BARCELONA (Reuters) – Flexible and folding formats framed the future of smartphones this week as manufacturers focused on new forms in an effort to jolt the market out of uniformity and re-invigorate sales.
People take pictures of the new Mate X smartphone, ahead of the Mobile World Congress (MWC 19) in Barcelona, Spain, February 24, 2019. REUTERS/Sergio Perez
But anyone hoping to tap or swipe Huawei’s Mate X, a smartphone that wraps the screen around the front and back, was soon disappointed at Barcelona’s Mobile World Congress.
Initial cheers were quickly followed by gasps when the Chinese firm revealed its eye-watering 2,299 euros ($2,600) price tag, although that includes a 5G connection.
This is even more than Samsung’s Galaxy Fold, which was unveiled last week and will be priced from $1,980 when it goes on sale in some markets in April. It was on display in Barcelona in a glass case like a museum artefact.
While the hands-off stance indicates neither firm has a consumer-ready device, 2019 would be remembered as the year of the foldable, Ben Wood, chief of research at CCS Insight, said, adding that the new format was still in its infancy.
“But we are at the stone age of devices with flexible displays; it’s a whole new phase of experimentation after the sea of smartphone sameness we have seen for the last decade.”
Samsung took the opposite approach to Huawei by putting its folding screen on the inside of its device, with another smaller screen on the front panel for use when its is closed.
“That was the solution we felt was best for longevity,” Samsung’s European Director of Mobile Portfolio & Commercial Strategy Mark Notton told Reuters.
Smartphone makers have been trying to innovate to persuade consumers to upgrade from devices which already meet most of their needs, in an effort to reverse falling sales.
And although more vendors will soon follow with their own takes on foldable displays, 2019 will not be the year they go mainstream, market analysts Canalys said. They will remain exclusively ultra-luxury devices with fewer than 2 million expected to be shipped worldwide this year, Canalys added.
The mobile market slipped 1.2 percent in 2018, research company Gartner says, although it expects growth of 1.6 percent in 2019, driven by replacement cycles in the largest and most saturated markets China, the United States and Western Europe.
GEARING UP FOR 5G
With 5G next generation mobile networks not becoming widely available until 2023 in the United States and China and 2026 in Europe, analysts say, the vast majority of customers will be buying the latest 4G devices like Samsung new Galaxy S10.
Nonetheless, manufacturers such as LG were keen to show they could squeeze 5G technology into 4G smartphone form, although most lacked launch or pricing information.
Chinese maker OnePlus had a 5G device running a video game using a 5G connection on show, but visitors were teased with only a glimpse of the phone’s screen in a display cabinet.
“For us, launching means commercial availability, it doesn’t mean PowerPoint,” OnePlus co-founder Carl Pei told Reuters.
“We are confident we are going to be one of the first with a commercially available smartphone in Europe,” he said, adding that this would be within the first half of 2019.
Xiaomi Corp, which ranked fifth in smartphone shipments in the last quarter according to IDC, did reveal pricing information along with its first 5G device.
“Xiaomi has fired the starting gun with a $599 price.

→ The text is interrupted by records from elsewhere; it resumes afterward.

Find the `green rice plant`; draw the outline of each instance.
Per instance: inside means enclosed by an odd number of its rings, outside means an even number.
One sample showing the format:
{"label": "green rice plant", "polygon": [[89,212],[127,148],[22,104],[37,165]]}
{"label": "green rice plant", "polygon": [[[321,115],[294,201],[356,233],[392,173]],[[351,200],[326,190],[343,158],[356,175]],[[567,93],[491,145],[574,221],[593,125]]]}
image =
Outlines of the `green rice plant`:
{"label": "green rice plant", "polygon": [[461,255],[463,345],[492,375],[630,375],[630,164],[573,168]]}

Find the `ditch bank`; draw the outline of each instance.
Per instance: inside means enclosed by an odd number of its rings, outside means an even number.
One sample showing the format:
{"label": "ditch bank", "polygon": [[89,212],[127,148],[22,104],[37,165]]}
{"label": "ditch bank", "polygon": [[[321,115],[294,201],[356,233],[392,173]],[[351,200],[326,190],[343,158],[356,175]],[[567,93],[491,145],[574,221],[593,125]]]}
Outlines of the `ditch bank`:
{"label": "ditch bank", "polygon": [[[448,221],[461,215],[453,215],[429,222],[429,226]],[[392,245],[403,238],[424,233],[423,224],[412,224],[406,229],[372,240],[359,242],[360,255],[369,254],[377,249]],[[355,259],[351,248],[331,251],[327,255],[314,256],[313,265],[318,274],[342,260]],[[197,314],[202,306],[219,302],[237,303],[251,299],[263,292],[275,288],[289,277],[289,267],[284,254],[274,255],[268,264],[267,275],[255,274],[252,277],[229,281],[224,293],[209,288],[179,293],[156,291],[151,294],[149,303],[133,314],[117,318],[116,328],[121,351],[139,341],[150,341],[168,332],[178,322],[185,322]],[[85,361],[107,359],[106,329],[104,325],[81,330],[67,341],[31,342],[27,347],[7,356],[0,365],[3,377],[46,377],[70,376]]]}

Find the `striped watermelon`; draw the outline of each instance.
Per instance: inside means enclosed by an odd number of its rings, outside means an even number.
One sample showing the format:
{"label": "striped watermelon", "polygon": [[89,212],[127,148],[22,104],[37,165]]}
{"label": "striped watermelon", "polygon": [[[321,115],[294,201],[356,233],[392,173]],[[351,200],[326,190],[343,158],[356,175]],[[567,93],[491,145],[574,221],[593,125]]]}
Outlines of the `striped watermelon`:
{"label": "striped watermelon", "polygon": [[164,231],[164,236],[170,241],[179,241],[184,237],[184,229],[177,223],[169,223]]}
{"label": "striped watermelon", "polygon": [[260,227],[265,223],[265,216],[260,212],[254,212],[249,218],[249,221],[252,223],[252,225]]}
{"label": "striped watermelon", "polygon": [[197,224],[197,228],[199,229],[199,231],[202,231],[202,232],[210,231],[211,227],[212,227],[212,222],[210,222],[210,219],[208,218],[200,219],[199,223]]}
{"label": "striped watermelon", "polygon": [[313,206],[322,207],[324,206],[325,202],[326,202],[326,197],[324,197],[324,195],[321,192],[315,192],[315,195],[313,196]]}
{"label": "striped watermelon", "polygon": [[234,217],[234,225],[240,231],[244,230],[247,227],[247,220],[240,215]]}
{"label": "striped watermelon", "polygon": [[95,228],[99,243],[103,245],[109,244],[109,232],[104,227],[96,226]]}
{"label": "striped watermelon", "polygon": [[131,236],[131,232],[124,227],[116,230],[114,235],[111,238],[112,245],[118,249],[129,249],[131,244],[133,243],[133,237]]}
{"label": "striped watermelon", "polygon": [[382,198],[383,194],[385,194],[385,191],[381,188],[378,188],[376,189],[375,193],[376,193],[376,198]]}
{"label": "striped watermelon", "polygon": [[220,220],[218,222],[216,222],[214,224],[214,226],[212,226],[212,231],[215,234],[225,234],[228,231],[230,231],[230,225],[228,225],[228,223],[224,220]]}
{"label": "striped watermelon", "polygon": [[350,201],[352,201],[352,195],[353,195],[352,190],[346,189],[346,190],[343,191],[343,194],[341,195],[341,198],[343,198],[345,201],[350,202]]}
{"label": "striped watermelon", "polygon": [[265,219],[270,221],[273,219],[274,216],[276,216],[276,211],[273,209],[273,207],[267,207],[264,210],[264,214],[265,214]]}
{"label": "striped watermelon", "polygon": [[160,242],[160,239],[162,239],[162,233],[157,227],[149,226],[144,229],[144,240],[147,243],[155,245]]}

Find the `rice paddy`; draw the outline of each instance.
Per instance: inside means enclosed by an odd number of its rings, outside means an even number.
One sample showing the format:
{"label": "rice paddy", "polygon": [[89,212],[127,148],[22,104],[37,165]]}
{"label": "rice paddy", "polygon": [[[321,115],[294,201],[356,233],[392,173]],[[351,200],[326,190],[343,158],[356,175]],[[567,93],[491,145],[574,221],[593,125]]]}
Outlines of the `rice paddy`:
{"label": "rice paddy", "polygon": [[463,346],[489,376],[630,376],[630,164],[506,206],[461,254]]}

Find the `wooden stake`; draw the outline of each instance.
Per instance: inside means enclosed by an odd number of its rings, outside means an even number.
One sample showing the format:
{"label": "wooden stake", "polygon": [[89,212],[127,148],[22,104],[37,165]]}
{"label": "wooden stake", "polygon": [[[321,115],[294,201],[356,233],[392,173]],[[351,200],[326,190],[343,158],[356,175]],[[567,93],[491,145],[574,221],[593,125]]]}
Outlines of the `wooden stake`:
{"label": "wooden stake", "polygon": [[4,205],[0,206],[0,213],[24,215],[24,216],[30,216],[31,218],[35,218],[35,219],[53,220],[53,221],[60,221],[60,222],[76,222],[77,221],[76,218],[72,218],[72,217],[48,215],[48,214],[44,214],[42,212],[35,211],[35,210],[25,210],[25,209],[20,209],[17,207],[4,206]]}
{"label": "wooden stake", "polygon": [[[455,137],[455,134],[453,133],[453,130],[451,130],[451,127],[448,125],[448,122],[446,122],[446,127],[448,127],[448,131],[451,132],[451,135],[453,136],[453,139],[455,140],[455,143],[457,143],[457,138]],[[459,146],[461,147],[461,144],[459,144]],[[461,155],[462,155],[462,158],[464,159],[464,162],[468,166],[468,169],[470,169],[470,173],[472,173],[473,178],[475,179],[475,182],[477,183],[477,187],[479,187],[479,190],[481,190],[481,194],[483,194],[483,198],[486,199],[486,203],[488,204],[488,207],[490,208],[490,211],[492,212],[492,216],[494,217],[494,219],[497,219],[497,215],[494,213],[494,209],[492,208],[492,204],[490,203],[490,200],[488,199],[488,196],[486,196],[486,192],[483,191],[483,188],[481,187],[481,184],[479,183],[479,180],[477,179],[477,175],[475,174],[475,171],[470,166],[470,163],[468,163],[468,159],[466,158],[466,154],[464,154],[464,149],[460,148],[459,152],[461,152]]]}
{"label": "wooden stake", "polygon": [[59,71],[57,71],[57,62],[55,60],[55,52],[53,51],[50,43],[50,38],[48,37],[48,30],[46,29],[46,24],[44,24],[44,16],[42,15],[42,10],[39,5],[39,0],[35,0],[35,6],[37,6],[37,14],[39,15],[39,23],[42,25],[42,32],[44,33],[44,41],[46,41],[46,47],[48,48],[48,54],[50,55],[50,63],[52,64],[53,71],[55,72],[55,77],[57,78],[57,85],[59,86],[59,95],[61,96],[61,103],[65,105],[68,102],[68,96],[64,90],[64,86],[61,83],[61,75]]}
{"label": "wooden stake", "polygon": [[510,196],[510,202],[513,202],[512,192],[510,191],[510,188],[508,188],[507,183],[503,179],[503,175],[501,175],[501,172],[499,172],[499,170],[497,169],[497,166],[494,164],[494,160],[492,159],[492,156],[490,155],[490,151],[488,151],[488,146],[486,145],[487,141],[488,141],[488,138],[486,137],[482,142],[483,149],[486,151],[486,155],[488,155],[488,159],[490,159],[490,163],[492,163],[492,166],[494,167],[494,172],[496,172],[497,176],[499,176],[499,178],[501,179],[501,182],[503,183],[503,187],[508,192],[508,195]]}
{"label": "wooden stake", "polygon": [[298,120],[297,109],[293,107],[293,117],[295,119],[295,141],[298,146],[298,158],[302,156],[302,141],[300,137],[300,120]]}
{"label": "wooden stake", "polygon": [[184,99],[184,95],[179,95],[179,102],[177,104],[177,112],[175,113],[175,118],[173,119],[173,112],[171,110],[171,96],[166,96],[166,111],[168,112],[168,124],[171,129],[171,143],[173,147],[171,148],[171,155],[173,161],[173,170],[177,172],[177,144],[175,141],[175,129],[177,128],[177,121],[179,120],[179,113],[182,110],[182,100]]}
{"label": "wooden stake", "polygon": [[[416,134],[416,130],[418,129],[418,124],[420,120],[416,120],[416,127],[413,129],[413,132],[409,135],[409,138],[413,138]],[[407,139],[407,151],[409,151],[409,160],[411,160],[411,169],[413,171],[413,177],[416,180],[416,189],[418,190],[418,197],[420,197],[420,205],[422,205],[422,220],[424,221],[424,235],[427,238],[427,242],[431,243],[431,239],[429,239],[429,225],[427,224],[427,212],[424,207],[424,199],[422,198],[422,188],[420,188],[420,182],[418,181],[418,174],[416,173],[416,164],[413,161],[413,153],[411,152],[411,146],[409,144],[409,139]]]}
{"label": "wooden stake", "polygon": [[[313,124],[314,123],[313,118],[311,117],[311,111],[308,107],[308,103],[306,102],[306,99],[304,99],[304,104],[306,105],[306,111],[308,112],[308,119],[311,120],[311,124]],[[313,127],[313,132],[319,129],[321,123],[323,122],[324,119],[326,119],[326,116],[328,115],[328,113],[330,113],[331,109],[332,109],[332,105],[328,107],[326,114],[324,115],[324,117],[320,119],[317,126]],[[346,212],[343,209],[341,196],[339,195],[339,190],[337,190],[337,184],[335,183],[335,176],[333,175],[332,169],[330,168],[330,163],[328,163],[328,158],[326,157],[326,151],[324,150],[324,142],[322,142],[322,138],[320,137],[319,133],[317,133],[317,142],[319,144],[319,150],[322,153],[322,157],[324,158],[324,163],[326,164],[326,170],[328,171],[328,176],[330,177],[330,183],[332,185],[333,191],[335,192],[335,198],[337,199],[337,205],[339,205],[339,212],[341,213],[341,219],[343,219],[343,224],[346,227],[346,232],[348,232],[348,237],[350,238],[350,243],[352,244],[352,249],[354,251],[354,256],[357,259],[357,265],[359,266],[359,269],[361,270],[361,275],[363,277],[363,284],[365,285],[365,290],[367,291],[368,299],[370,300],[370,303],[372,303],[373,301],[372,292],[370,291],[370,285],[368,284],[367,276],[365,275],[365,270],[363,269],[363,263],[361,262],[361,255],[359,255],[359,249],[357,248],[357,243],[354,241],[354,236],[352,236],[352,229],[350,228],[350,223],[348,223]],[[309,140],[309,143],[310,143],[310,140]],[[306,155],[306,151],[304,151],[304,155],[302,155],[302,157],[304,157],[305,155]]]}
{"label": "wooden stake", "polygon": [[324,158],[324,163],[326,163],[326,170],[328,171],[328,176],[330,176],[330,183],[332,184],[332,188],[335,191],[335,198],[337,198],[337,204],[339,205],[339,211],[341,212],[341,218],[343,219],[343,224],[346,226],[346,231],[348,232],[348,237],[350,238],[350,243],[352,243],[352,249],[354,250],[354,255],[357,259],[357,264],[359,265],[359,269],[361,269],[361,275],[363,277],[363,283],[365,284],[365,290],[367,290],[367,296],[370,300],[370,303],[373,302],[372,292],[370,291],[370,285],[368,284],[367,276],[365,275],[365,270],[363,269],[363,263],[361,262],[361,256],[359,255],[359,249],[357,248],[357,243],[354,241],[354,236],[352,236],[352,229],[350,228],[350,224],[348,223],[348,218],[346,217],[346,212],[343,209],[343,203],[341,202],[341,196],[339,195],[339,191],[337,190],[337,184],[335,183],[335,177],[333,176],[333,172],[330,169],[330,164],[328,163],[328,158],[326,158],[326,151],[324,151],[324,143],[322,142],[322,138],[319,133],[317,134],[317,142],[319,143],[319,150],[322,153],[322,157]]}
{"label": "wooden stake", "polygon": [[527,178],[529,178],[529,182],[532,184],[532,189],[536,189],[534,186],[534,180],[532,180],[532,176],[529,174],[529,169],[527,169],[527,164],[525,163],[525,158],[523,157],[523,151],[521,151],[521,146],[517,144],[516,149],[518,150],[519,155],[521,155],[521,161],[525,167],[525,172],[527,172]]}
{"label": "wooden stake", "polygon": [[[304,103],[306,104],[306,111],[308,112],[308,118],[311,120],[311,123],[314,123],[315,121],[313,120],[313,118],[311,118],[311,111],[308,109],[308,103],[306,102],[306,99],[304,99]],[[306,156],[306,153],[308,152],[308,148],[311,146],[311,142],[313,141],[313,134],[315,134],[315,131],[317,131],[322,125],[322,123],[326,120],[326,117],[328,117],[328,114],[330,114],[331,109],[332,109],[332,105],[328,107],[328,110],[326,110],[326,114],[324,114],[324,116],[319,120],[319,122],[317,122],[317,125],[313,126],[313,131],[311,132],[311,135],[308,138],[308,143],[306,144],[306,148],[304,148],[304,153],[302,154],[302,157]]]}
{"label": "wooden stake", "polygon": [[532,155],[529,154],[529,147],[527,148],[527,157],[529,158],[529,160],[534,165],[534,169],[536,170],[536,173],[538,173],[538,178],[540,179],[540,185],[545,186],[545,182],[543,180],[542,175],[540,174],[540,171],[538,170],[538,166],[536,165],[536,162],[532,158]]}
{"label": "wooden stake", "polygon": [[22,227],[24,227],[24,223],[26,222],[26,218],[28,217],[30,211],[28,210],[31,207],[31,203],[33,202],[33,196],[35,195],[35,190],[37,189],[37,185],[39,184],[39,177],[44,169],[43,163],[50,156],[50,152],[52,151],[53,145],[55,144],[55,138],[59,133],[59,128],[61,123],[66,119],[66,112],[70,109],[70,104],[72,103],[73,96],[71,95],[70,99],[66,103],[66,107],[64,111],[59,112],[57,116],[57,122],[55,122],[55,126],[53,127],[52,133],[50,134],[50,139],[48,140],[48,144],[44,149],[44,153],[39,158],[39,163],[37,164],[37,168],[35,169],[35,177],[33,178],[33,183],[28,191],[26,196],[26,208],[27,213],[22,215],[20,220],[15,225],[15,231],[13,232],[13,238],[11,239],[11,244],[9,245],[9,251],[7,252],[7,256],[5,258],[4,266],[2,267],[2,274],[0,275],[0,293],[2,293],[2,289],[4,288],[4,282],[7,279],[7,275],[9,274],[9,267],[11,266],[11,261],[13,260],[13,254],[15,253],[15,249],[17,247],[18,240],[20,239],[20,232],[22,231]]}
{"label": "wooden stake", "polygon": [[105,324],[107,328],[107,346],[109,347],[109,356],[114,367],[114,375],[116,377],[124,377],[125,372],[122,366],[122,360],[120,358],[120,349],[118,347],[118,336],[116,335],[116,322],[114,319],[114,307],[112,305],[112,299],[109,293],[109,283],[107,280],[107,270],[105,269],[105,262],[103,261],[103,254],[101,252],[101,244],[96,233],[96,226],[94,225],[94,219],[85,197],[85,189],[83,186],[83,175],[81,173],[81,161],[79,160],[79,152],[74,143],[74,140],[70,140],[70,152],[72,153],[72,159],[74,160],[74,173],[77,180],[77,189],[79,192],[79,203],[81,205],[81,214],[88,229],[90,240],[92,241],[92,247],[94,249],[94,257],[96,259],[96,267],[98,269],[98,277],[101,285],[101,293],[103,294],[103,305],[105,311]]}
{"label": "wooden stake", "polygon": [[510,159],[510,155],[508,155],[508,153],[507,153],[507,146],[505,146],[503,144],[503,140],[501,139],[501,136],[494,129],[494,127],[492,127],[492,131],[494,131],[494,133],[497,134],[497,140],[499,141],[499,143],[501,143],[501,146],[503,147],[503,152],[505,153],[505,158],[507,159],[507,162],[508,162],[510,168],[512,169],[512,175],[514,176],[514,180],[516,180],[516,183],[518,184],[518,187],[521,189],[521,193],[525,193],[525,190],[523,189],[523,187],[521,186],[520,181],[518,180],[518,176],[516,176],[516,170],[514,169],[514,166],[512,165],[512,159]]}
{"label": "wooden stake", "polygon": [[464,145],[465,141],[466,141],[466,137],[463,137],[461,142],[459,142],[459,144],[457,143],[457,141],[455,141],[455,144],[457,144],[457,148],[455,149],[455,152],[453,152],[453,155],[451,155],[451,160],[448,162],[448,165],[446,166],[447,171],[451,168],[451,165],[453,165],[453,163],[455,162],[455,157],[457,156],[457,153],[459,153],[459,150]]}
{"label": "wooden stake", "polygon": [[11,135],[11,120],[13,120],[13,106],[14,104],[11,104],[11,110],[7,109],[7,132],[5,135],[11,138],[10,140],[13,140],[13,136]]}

That will bring tears to the eyes of many other mobile phone makers,” Wood said, adding that many sub-scale makers such as Sony, LG and others could find it tough to make any kind of margin on 5G.
Sony did not show a 5G device, relying instead on its ownership of a major Hollywood studio to release a new line of Xperia phones with a 21:9 display ratio optimised to watch movies and Netflix content.